On average, the investors get a 10% to 15% return on investment on each animal. This can amount to about $200 or higher for each angus steer.
Economies of scale
Many farmers and ranchers around Kansas and the nation are selling directly to the consumer. Some have opened shops, others ship their product and still others have consumers show up at their barn door.
"It's hard to hit any economies of scale (not enough volume) that way," Link said.
By putting together a variety of ranchers and giving them access to a larger market and strong supply chain, Link is hoping to change the system and make it more profitable, and easier for the rancher. As more people buy cattle on from Agridime rancher's farms, those ranchers can hire more workers.
"We're trying to develop a rural economy," Morgan said. "There are a lot of moving pieces."

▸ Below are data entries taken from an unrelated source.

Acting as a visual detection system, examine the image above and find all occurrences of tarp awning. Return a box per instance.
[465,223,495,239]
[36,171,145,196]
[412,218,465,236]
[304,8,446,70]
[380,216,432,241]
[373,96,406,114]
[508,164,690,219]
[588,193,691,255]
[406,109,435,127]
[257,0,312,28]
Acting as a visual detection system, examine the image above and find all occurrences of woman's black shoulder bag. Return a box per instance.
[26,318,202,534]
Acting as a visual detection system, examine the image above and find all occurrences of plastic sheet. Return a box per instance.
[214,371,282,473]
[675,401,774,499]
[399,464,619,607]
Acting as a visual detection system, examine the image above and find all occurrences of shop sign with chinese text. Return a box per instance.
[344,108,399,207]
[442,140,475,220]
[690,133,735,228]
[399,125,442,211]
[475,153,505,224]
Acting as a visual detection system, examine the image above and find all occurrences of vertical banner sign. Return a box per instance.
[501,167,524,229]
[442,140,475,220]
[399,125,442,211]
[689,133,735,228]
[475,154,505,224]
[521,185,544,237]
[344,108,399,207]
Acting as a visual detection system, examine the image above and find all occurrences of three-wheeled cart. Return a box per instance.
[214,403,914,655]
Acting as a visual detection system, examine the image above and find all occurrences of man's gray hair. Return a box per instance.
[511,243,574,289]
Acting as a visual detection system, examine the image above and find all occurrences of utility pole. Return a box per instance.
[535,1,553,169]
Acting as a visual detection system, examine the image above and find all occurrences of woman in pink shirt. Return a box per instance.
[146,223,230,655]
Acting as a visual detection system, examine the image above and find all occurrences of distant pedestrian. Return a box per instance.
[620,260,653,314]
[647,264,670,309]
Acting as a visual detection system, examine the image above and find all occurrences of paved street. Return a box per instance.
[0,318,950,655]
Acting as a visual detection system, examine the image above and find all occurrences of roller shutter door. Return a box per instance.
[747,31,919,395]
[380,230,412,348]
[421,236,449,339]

Last year, Morgan hired Doug Wolf. Wolf grew up on a dairy farm and continued to raise dairy cattle until he sold the farm.
"It wasn't a feasible financial thing," he said. "But I didn't have to leave the animals; I just carried my experience down the road."
Like Wolf, others want to stay in rural areas where jobs can be scarce. Link is hoping his business model can work as a springboard to reinvigorating rural Kansas.
Replenishing the farmland
"Healthier cattle are our biggest reason for ramping up grass-fed," Link said. "In the wet months, we found that our cattle were much more efficient on pasture than in the feed yard. Cattle are happier on the hills."
Part of Jason and Josh Link's vision is to introduce more regenerative practices. To do this, they want to add hogs, chickens, sheep and goats to the mixture.
"Multispecies farms add more to the sustainability of the land," he said. "They're putting all the byproducts back in the soil."